Celebrity djs now require chauffeurs to whisk them from club to club. Decca Aitkenhead, our woman in the BMW looking for the M66, reports
It's every starry-eyed clubber's fantasy. Sweep in with the celebrity DJ, swank about - making sure all the groupies know you're With The DJ - lap up a wave of reflected glory, then whisk him off to the next club for more. Half the clubbers in the country would pay a fortune for the privilege and you're getting paid for it.

Such is the lot of the DJ's driver. As the earnings of the DJ elite climb ever upwards (a two-hour set can cost more than pounds 1,500), and as demand drags them all over the country, a nocturnal industry of dedicated drivers is developing. Last month, the first specialist agency, Disc Drive, was set up in London to meet this growing demand for drivers willing to give up their weekend in return for a sizeable fee and a glittering cut of the kudos.

On a Saturday night in June, I set out on the ultimate driving experience; a tour of the north with one of clubland's biggest young names, Tall Paul Newman, and his new driver, Greg Spence.

"The bloody M66 is closed." On the fifth lap of Bury's one-way system the glamour of our expedition begins to ebb. The idea of ramming the cones and hoping for the best is only aborted thanks to timely directions from the local constabulary, and we arrive at Burnley's Club Expo, more by luck than judgement, in good time.

This is where you start to feel very smug. Bouncers styled like military policeman are pleasingly deferential, and usher us through a crowd of staring girls to a glass VIP bar above the dance floor. Free drinks with Jon Pleased Wimmin, superstar drag queen DJ, follow, while a sea of rapt faces gaze up at Paul. Greg, a computer consultant by day, is slightly disappointed by the arrange- ment: "This is no good for the groupie thing, stuck up here. I can hardly go down there and point up and tell the girls 'that's him I'm with', can I?"

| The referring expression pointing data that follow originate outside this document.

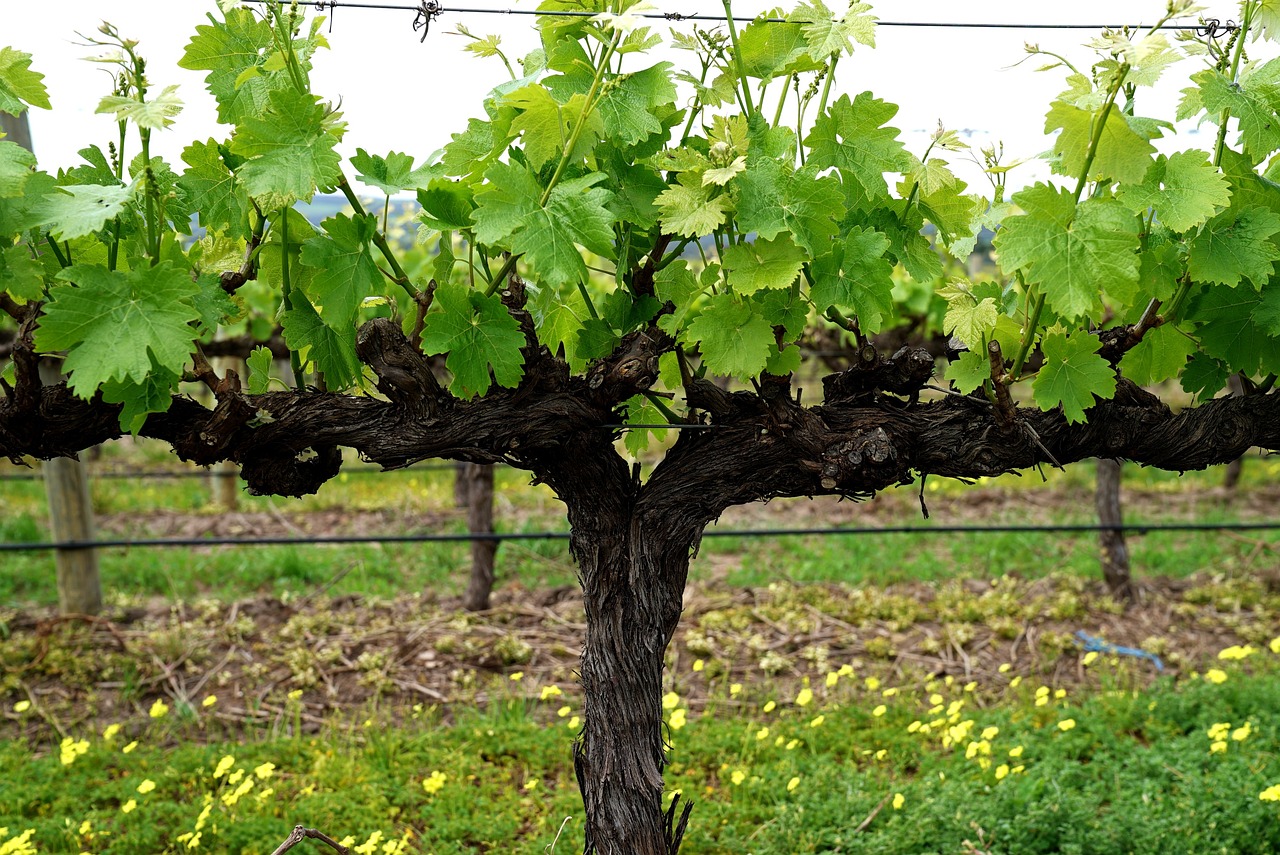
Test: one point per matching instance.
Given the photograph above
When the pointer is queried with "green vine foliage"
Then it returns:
(731, 200)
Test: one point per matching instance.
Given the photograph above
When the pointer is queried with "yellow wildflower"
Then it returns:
(434, 782)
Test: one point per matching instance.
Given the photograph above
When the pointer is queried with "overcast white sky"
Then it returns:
(400, 95)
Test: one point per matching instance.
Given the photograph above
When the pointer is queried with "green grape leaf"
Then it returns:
(1160, 355)
(1073, 374)
(827, 35)
(690, 210)
(19, 86)
(851, 137)
(627, 104)
(1234, 245)
(1073, 251)
(289, 152)
(259, 370)
(447, 205)
(734, 339)
(17, 165)
(481, 339)
(154, 393)
(775, 200)
(763, 264)
(333, 351)
(1252, 103)
(156, 113)
(856, 277)
(968, 371)
(1232, 332)
(1203, 376)
(21, 275)
(540, 123)
(1184, 190)
(118, 325)
(558, 318)
(771, 49)
(393, 173)
(344, 269)
(1121, 154)
(234, 53)
(213, 305)
(968, 318)
(77, 210)
(213, 190)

The groupie thing is not to be underestimated. The girls have eyes only for the DJ and, in proper groupie fashion, the driver comes a happy second best. "I was chatting to these girls with a driver I had one time," says Paul, "and the next minute this girl's dragged him off to the toilet and given him a proper rogering. He was like a bloody Cheshire cat."

Our departure is delayed by a sweaty boy so excited to be shaking Paul's hand he's reluctant to let go. Greg and I bristle, all pleased self- importance, as we rescue our charge. "It is embarrassing," Paul laughs, "but you have to be nice. I can remember what it felt like, being like that, and having DJs just tell you to piss off."

At Sankey Soap, in Manchester, a young clubber is desperate to meet Paul, but also completely overcome by the prospect.

"Do you think" he blushes, "Tall might sign this for me?" He hands over a Mr Men book of Mr Tall. "Could you ask him to write 'happy birthday, Steve'?" I could, I decide, get quite into this fairy godmother role.

And then it's back in Greg's BMW, and over the Pennines for a 4-6am set at Gatecrashers in Sheffield, then a hotel. We won't be back in London until Sunday lunchtime. Greg will have earned pounds 150, plus expenses, but is it worth it?

"Are you kidding? I've driven for a fair few DJs, and it's always a really good night out. Sometimes you can feel a bit like Billy-no-mates, mind you, by yourself while they're playing, but you meet a lot of people, get to know all the promoters and the DJs, get in free everywhere, get treated like gold - and sometimes I'll even get away with saying I'm Judge Jules. Who wouldn't want to do it?"